While dry ice is safe for use in areas with good air circulation, an unsafe build-up can occur in smaller, enclosed spaces without good ventilation. This CO2 build-up affects the breathable air and can cause physical harm to humans. Symptoms of increased CO2 exposure include headache, confusion, disorientation, difficulty breathing and changes to skin color. If unchecked, asphyxiation (death) can occur. 

Because dry ice is being used by more people than ever before and some of these people are less familiar with the hazards, the Analox Group is encouraging proper CO2 safety monitoring that can reduce the risks of CO2 exposure. 

Protecting People From Melting Dry Ice

Analox offers several stationary and portable systems that have many touch points throughout the supply chain. This starts with the actual production of the CO2, in laboratories, then moves to logistics such as road and air cargo, distribution centers and warehouses, hospitals and vaccine facilities.

The popular CO2 Buddy is a self-contained portable carbon dioxide monitor that transportation workers use to protect themselves. One of the most compact units on the market, the CO2 Buddy can be clipped to a belt or clothing. The audible and visual alarms quickly alert users to the presence of CO2 and allow them to act before it is too late.

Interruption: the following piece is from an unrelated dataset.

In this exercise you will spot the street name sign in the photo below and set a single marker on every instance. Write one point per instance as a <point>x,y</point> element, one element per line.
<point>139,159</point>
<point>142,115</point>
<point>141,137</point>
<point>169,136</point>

Analox also offers the Aspida portable monitor that not only protects users from CO2, but offers the added protection of monitoring inert gases like nitrogen that are frequently used in beverage and hospitality environments. 

How is Dry Ice Different Than Liquid Nitrogen?

There has been a lot of talk recently about the use of liquid nitrogen in cooking and food preparation. Both gases offer extreme solutions to keeping food items cold but there are differences. For instance, liquid nitrogen is much colder than dry ice. It is usually between -346°F /-210°C  and -320.44°F / 160.24°C-. This makes it more difficult to handle. It is also a liquid – not a solid. Liquid nitrogen is perfectly safe to use provided the proper precautions, including gas monitoring devices, are taken. The popular Analox Ax60+ is ideal for this, as it has the capability to monitor for multiple gasses simultaneously.

Being Safe Around Dry Ice

Anyone can take advantage of the many benefits of dry ice, but there are several safety techniques to keep in mind:

  • Wear heavy gloves before handling dry ice, as it can cause frostbite if it’s touched directly.
  • While it’s safe to use dry ice near food, it should never be ingested, as it can cause internal frostbite.
  • Only use dry ice in well-ventilated areas and don’t let the concentration of carbon dioxide in the air reach 1.5% or higher.